Drug Shortage Compounding Patient Act of 2025 Being Introduced
Tennessee’s first US district Congresswoman Diana Harshbarger (R-TN) and Georgia Congressman Buddy Carter introduced legislation this week call the Drug Shortage Compounding Patient Act of 2025 (H.R. 5316). The legislation strengthens patient access to essential medications during times of shortage and reduces dependence on foreign drug suppliers by ensuring that compounding pharmacies can continue filling critical gaps in care. The legislation codifies long-standing FDA guidance allowing compounding of certain drugs during shortages and builds on emergency measures taken during the COVID-19 pandemic, when compounding pharmacies stepped in to prepare urgently needed treatments for hospitals.

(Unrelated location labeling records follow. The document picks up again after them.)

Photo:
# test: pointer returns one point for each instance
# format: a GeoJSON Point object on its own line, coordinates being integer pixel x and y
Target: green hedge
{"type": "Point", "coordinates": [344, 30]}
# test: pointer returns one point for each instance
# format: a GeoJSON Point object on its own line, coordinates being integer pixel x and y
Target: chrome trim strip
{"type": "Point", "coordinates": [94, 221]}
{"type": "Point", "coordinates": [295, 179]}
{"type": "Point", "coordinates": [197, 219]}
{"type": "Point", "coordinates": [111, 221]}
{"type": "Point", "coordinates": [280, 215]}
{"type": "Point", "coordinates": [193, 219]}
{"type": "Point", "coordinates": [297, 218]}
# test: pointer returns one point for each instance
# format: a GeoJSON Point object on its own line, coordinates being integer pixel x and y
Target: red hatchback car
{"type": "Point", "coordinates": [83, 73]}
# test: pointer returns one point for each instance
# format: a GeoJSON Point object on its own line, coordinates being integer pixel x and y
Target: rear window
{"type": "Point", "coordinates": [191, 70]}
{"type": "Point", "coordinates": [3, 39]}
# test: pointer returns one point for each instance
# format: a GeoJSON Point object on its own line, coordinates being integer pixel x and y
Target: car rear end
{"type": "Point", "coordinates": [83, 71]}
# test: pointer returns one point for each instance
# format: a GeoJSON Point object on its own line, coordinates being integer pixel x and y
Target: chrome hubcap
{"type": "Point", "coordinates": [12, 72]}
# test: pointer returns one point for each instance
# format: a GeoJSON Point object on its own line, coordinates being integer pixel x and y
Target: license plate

Currently, the Federal Food, Drug, and Cosmetic Act provides two different frameworks for drug compounding. First there are 503A pharmacies are state-licensed and regulated by their state boards of pharmacy. They generally operate under the regulations for traditional, patient-specific compounding pursuant to a prescription. In contrast, 503B facilities are FDA-registered and regulated directly by the FDA. These facilities are permitted to produce larger batches of compounded medications, which can then be supplied to other healthcare places such as hospitals and clinics. Among the things this legislation does is allow state-licensed 503A pharmacies to compound shortage drugs for urgent hospital or clinical use with physician certification, with a 60-day transition period after a drug leaves the FDA shortage list.
Reps. Harshbarger and Carter are experts in this area as they are the only two pharmacists serving in the US House of Representatives.